Until now, the fact that different providers use different payment systems has been a major hurdle for charging in public spaces. The E-Car OC backend system allows PBW to offer its customers different payment systems (e.g. Giro-e) and provide roaming access to additional charging points beyond the region. In the future, the smartphone app associated with the backend could show customers the charging stations currently available as well as their individual charging status. 

The initial roll out is for 200 chargers, with more expected to be added. PBW manages 200 small, medium-sized and large parking garages as well as outdoor parking lots with a total of 22,000 parking spaces in 50 cities. About 500 chargers are currently available in 90 locations. 

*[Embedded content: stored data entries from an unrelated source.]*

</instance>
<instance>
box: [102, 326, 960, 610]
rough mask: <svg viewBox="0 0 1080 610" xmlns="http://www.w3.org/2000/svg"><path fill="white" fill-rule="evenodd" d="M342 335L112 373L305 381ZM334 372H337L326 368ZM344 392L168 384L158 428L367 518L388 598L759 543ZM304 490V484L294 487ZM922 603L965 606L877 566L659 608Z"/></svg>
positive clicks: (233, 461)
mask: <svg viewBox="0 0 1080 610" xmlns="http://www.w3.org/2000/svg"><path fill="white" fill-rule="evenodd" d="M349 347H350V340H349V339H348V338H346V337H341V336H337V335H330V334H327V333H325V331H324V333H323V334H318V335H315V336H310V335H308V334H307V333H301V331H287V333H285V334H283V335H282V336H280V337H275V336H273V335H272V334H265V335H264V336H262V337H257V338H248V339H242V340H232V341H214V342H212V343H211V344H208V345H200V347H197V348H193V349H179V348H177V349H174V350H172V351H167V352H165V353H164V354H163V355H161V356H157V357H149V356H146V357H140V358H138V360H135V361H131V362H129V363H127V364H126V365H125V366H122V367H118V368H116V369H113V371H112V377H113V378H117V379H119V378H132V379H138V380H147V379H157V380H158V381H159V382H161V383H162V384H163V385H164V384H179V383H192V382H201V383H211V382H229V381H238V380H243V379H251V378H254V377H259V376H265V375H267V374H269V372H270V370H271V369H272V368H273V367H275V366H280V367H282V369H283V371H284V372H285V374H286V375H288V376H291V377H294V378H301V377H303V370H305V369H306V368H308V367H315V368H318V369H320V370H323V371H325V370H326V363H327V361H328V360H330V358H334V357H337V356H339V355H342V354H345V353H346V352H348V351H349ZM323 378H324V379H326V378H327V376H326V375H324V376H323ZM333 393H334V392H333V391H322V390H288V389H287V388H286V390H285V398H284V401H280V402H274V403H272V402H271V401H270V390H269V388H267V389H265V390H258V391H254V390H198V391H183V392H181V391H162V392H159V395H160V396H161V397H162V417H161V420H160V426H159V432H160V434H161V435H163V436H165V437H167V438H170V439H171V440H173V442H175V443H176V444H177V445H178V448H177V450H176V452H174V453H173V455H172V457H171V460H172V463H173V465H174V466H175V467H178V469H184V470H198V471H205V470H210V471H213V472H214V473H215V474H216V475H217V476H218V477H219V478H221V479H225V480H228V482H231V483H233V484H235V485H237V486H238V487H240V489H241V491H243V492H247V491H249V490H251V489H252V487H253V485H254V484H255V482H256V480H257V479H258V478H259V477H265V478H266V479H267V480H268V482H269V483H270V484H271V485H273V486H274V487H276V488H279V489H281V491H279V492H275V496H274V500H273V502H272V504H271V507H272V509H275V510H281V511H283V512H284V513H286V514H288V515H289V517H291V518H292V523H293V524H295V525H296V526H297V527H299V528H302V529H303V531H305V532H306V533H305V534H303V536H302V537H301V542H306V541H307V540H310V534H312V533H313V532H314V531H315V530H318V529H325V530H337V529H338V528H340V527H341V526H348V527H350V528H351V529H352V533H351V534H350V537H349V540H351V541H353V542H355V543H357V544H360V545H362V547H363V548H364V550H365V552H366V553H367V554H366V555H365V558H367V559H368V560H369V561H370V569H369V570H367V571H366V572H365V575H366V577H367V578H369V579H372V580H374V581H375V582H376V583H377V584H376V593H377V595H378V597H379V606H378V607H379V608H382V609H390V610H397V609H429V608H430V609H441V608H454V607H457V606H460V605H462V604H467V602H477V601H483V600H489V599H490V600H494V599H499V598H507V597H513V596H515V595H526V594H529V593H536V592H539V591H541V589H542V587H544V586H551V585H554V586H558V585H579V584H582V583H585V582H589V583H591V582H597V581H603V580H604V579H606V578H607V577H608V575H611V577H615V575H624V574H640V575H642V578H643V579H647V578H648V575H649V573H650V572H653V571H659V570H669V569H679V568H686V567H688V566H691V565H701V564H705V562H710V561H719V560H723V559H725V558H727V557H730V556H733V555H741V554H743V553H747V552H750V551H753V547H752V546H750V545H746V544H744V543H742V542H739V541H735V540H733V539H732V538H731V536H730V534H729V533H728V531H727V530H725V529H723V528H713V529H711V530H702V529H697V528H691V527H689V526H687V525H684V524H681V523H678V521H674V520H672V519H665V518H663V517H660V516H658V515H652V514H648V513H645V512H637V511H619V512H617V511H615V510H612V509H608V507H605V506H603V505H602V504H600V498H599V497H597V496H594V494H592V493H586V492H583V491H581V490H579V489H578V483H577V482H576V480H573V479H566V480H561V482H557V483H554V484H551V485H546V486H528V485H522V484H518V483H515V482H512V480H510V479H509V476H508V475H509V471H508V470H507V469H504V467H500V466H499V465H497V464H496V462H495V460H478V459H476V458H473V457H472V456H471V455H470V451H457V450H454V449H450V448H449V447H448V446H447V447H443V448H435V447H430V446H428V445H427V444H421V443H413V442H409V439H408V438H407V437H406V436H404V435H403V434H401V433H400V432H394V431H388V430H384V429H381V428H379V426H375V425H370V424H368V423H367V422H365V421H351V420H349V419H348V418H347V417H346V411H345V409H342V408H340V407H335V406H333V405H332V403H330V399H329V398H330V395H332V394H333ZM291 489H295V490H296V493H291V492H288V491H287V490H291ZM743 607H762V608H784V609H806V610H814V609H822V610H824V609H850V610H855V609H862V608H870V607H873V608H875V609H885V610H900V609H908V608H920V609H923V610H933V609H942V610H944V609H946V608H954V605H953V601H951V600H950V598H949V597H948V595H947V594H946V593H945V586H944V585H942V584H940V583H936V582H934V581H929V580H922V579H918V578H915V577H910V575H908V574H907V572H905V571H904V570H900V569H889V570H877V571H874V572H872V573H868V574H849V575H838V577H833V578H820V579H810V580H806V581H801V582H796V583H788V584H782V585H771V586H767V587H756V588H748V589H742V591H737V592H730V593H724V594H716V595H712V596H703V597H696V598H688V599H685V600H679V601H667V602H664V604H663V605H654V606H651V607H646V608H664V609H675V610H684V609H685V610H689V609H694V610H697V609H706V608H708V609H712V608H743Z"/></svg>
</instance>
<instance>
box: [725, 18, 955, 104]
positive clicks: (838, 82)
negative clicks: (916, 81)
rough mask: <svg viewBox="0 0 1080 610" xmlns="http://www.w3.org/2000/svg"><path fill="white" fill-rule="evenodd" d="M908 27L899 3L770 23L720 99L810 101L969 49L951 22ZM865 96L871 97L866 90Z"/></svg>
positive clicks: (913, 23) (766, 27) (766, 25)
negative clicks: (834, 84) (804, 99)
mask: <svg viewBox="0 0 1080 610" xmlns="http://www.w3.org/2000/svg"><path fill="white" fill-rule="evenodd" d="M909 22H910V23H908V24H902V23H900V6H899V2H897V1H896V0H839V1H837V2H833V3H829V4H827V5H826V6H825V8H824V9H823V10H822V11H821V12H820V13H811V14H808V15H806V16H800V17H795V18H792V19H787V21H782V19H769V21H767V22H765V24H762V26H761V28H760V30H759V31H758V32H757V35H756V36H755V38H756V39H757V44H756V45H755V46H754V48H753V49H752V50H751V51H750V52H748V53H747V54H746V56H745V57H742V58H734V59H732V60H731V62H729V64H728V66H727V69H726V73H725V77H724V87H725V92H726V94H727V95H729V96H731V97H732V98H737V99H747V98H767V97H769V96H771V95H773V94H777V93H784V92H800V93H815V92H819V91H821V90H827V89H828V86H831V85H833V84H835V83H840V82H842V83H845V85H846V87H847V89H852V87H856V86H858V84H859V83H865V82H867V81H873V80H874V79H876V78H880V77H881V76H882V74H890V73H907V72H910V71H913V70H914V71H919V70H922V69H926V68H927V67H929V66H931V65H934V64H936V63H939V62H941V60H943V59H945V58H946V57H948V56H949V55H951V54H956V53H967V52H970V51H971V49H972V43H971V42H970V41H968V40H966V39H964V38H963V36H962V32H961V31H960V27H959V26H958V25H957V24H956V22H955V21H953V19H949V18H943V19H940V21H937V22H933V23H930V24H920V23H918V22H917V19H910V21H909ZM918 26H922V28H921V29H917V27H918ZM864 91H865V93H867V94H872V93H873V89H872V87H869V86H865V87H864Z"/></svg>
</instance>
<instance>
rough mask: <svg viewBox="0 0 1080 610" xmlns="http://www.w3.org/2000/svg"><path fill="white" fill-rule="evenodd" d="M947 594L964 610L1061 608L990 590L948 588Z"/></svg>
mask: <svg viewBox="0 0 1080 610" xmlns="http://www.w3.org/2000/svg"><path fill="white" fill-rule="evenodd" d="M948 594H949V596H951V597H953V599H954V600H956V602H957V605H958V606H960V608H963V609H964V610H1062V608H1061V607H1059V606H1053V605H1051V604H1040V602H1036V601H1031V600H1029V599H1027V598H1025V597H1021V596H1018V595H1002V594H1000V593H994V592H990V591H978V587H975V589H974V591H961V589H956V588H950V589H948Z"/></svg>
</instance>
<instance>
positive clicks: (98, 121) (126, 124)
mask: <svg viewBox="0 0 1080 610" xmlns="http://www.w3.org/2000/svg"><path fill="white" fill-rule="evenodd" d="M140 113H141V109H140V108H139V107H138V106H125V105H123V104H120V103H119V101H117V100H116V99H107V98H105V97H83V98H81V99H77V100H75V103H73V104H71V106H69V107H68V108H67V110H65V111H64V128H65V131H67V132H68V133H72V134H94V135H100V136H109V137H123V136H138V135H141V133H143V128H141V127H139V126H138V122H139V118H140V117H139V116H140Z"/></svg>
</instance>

Around 200,000 electric cars were newly registered in Germany in 2020 alone says the German automobile association ADAC. If plug-in hybrids are also included, the figure was as high as 400,000. In Germany, more than half of all charging is done at home but charging in public spaces, for example at work or while shopping, is increasing sharply.

“The software allows our customer PBW to manage different charging infrastructures and billing systems in their parking garages using one software platform,” said Sabine Erlinghagen, CEO Digital Grid at Siemens Smart Infrastructure. “As a result, we’re helping to make charging in public spaces easier and more convenient for owners of electric vehicles.” 

The software makes it easy for PBW to integrate new and existing chargers regardless of manufacturer. For example, the charging infrastructure ChargeHere, part of EnBW, was connected to E-Car OC as an easily scalable charging solution, especially for electrification of larger parking areas. EnBW is currently building Europe’s largest charging park.